How to implement the Residual Standard Error (RSE) as a metric in Keras?-CodePudding

How can I compute the Residual Standard Error (RSE) as a custom metric in Keras? The RSE is given by: sqrt[RSS / (n-2)] Where the RSS is: sum((y_true -y_pred)**2) This question refers to a post on stackoverflow. In this post, a user by the name of Swain Subrat Kumar shows the implementation of the Residual Standard Error (RSE). He even provides a minimum working example (MWE) which I believe to be correct. I repost a shortened version here:

def RSE(y_true, y_predicted):
'''
y_true, y_pred: np.array()
'''
    RSS = np.sum(np.square(y_true - y_predicted))
    return math.sqrt(RSS / (len(y_true) - 2))

I am trying to translate this code into keras/tensorflow so that I can use it as a metric. So far, I have this:

def rse(y_true, y_pred):
    '''
    y_true, y_pred: tensor
    '''
    tmp=tf.cast(len(y_true), tf.float32) - tf.constant(2.0)
    RSS = K.sum(K.square(y_true - y_pred)) # residual sum of squares
    return K.sqrt(tf.math.divide(RSS, tmp))

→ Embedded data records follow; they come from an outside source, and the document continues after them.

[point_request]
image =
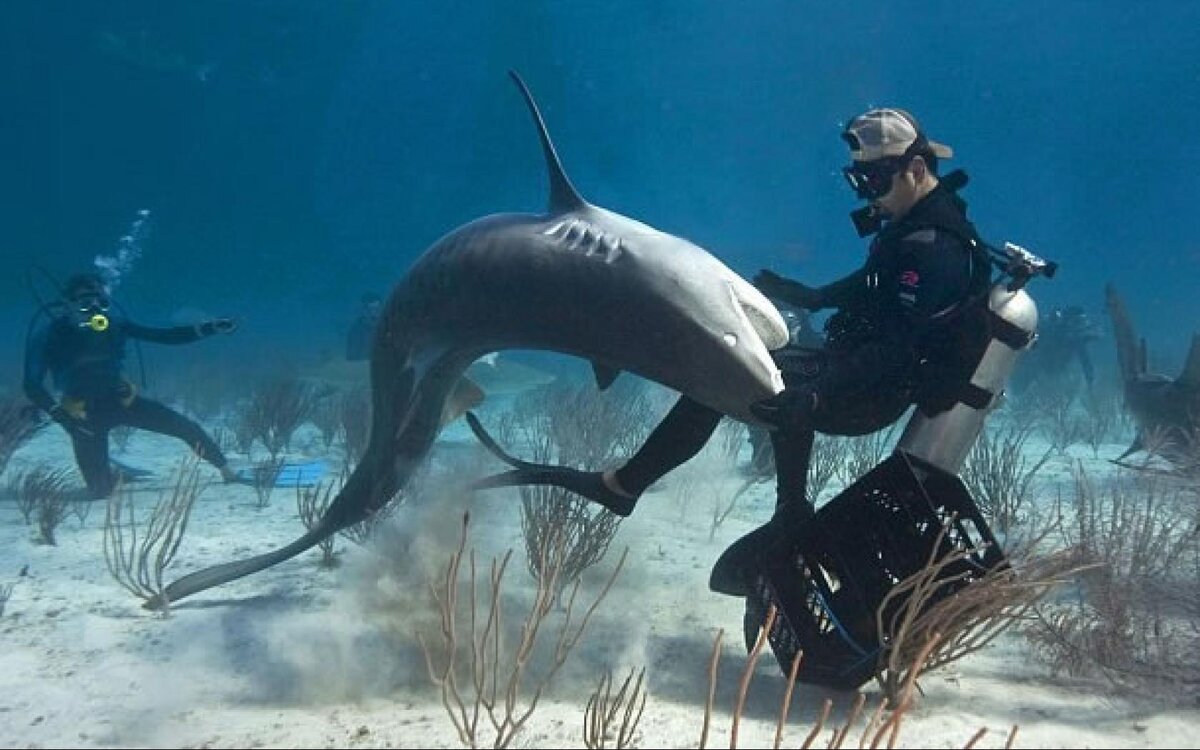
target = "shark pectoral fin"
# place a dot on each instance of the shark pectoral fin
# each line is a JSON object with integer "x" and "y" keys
{"x": 1137, "y": 445}
{"x": 1123, "y": 334}
{"x": 1191, "y": 375}
{"x": 465, "y": 396}
{"x": 604, "y": 375}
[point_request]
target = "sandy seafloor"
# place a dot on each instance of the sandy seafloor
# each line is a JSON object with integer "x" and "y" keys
{"x": 305, "y": 657}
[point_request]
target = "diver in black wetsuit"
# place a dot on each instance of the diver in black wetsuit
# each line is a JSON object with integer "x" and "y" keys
{"x": 83, "y": 348}
{"x": 803, "y": 341}
{"x": 1062, "y": 336}
{"x": 909, "y": 328}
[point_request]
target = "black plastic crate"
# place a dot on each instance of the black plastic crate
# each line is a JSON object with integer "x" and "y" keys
{"x": 831, "y": 576}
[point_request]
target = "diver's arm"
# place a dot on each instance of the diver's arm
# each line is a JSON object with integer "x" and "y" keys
{"x": 179, "y": 334}
{"x": 35, "y": 371}
{"x": 845, "y": 292}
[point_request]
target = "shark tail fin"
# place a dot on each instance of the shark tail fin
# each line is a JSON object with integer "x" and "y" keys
{"x": 1122, "y": 331}
{"x": 1191, "y": 375}
{"x": 563, "y": 196}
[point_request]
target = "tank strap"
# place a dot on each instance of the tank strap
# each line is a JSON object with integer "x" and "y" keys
{"x": 1009, "y": 334}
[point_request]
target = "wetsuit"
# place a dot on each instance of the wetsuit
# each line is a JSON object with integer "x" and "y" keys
{"x": 904, "y": 334}
{"x": 87, "y": 370}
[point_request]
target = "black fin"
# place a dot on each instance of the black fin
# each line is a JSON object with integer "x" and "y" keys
{"x": 563, "y": 196}
{"x": 604, "y": 375}
{"x": 586, "y": 484}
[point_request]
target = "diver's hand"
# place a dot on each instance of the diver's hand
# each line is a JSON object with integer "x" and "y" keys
{"x": 75, "y": 427}
{"x": 789, "y": 409}
{"x": 217, "y": 325}
{"x": 787, "y": 291}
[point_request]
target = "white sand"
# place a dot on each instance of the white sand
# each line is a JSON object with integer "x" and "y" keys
{"x": 298, "y": 655}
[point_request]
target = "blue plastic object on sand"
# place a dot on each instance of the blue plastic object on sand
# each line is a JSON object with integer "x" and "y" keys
{"x": 300, "y": 474}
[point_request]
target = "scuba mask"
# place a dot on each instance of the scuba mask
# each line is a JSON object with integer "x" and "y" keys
{"x": 870, "y": 181}
{"x": 90, "y": 311}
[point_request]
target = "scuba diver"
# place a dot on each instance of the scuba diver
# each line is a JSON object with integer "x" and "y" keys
{"x": 82, "y": 346}
{"x": 910, "y": 327}
{"x": 803, "y": 341}
{"x": 1062, "y": 336}
{"x": 361, "y": 333}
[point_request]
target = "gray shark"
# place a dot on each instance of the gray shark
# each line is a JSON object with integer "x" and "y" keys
{"x": 579, "y": 280}
{"x": 1158, "y": 403}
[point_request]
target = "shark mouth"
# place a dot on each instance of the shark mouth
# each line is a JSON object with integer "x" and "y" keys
{"x": 765, "y": 321}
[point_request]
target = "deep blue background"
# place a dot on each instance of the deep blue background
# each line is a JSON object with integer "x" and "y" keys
{"x": 294, "y": 155}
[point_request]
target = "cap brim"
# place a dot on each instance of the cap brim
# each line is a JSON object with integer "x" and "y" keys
{"x": 941, "y": 150}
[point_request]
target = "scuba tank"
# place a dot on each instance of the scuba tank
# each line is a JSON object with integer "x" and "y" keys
{"x": 945, "y": 439}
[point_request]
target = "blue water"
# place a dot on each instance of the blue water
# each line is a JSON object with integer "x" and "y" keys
{"x": 293, "y": 155}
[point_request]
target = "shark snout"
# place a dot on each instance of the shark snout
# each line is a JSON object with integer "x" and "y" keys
{"x": 760, "y": 313}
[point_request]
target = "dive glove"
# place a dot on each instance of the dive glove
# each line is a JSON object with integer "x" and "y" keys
{"x": 789, "y": 409}
{"x": 216, "y": 325}
{"x": 787, "y": 291}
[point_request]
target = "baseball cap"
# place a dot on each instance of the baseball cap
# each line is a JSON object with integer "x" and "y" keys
{"x": 885, "y": 132}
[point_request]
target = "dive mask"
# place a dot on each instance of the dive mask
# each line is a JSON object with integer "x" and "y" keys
{"x": 91, "y": 311}
{"x": 873, "y": 180}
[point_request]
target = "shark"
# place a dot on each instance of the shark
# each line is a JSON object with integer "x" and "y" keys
{"x": 577, "y": 280}
{"x": 1165, "y": 411}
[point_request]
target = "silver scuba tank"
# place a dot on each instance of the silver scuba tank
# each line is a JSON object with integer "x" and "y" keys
{"x": 945, "y": 439}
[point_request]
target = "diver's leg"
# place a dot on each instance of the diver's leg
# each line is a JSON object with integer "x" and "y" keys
{"x": 154, "y": 417}
{"x": 91, "y": 457}
{"x": 793, "y": 451}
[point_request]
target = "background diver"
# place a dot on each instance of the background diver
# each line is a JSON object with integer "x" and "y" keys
{"x": 1063, "y": 336}
{"x": 909, "y": 328}
{"x": 82, "y": 346}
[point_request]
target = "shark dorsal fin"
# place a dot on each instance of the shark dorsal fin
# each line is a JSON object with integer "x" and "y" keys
{"x": 563, "y": 196}
{"x": 1191, "y": 375}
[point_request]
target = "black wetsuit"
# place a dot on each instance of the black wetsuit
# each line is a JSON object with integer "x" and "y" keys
{"x": 904, "y": 333}
{"x": 87, "y": 369}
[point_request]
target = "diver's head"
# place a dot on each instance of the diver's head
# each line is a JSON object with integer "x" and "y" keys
{"x": 894, "y": 165}
{"x": 88, "y": 300}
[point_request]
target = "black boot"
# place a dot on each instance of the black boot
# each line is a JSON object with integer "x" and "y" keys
{"x": 736, "y": 571}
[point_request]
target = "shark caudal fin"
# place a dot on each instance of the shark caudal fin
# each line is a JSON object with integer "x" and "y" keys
{"x": 563, "y": 196}
{"x": 1122, "y": 331}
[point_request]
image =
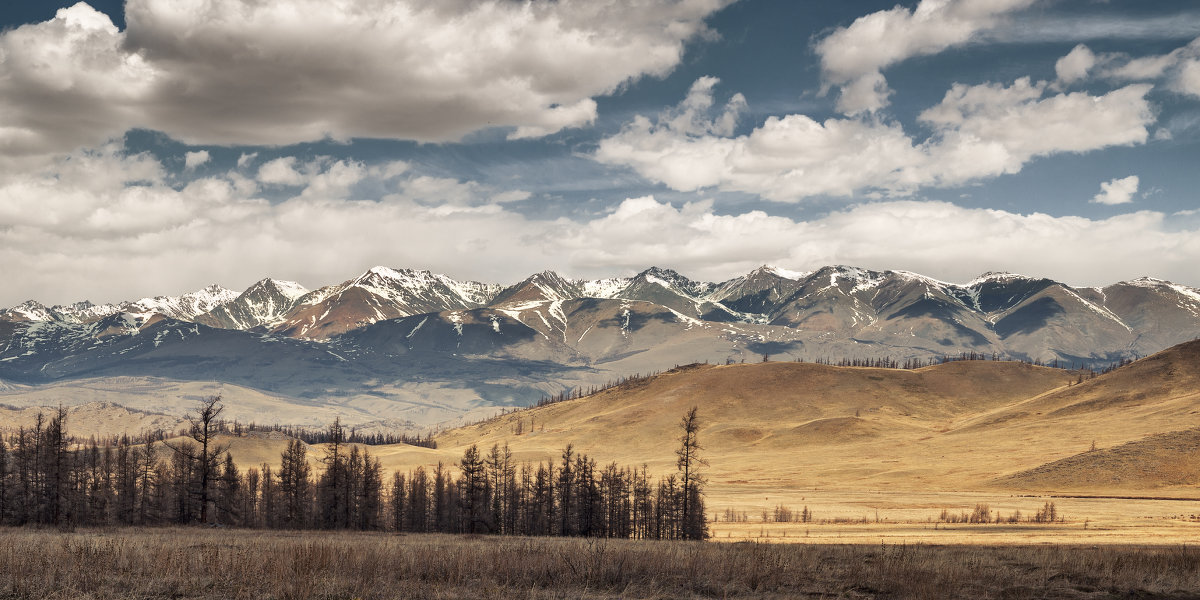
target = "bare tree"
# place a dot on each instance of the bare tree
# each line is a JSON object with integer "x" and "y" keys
{"x": 205, "y": 459}
{"x": 693, "y": 481}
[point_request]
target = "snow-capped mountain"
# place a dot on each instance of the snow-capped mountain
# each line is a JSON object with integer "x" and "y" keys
{"x": 264, "y": 304}
{"x": 184, "y": 307}
{"x": 381, "y": 293}
{"x": 414, "y": 345}
{"x": 835, "y": 311}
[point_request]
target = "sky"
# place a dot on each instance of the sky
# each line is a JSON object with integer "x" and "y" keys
{"x": 156, "y": 147}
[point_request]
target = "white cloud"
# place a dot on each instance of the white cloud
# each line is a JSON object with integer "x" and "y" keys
{"x": 246, "y": 160}
{"x": 1119, "y": 191}
{"x": 288, "y": 71}
{"x": 193, "y": 160}
{"x": 853, "y": 58}
{"x": 1180, "y": 69}
{"x": 1075, "y": 65}
{"x": 281, "y": 172}
{"x": 978, "y": 132}
{"x": 127, "y": 233}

However, this is not correct. The RSS is ok. Where it all goes wrong is in dividing the RSS by (len(y_true)-2). How can I fix this? Many thanks in advance.

P.S.: I am having similar problems when trying to create my own variance metric.

CodePudding user response：

If you are using the rse function as a metric or a loss, it's being applied to batches of data i.e; tensors which are of size (B, n) where B is the designated batch size and n being the number of elements in each vector (assuming each is 1-D). When you apply the division using len(y_true) - 2, the len function is going to return the number of samples in the batch B (the first dimension), where it should be using the value of the second dimension n. If you change the rse function to use the value of the second dimension in the tensor (y_true.shape[1]), the results are correct:

def rse(y_true, y_pred):
    '''
    y_true, y_pred: tensor
    '''
    tmp = tf.cast(y_true.shape[1], tf.float32) - tf.constant(2.0)
    RSS = K.sum(K.square(y_true - y_pred)) # residual sum of squares
    return K.sqrt(tf.math.divide(RSS, tmp))

In a fully reproducible dummy example:

import tensorflow as tf
import tensorflow.keras.backend as K
import numpy as np


def rse(y_true, y_pred):
    '''
    y_true, y_pred: tensor
    '''
    tmp = tf.cast(y_true.shape[1], tf.float32) - tf.constant(2.0)
    RSS = K.sum(K.square(y_true - y_pred)) # residual sum of squares
    return K.sqrt(tf.math.divide(RSS, tmp))


if __name__ == "__main__":
    # NOTE: call `expand_dims` to simulate the idea of a batch (i.e a 2D tensor with shape (1, 5))
    # so B = 1, n = 5
    y_true = np.expand_dims(np.array([1, 2, 3, 4, 6], dtype=np.float32), axis=0)
    y_pred = np.expand_dims(np.array([1, 2, 3, 4, 5], dtype=np.float32), axis=0)
    print(rse(y_true, y_pred))

Output is:

tf.Tensor(0.57735026, shape=(), dtype=float32)

Which is correct (simply the square root of 1/3, since we only have 1 error in the example data).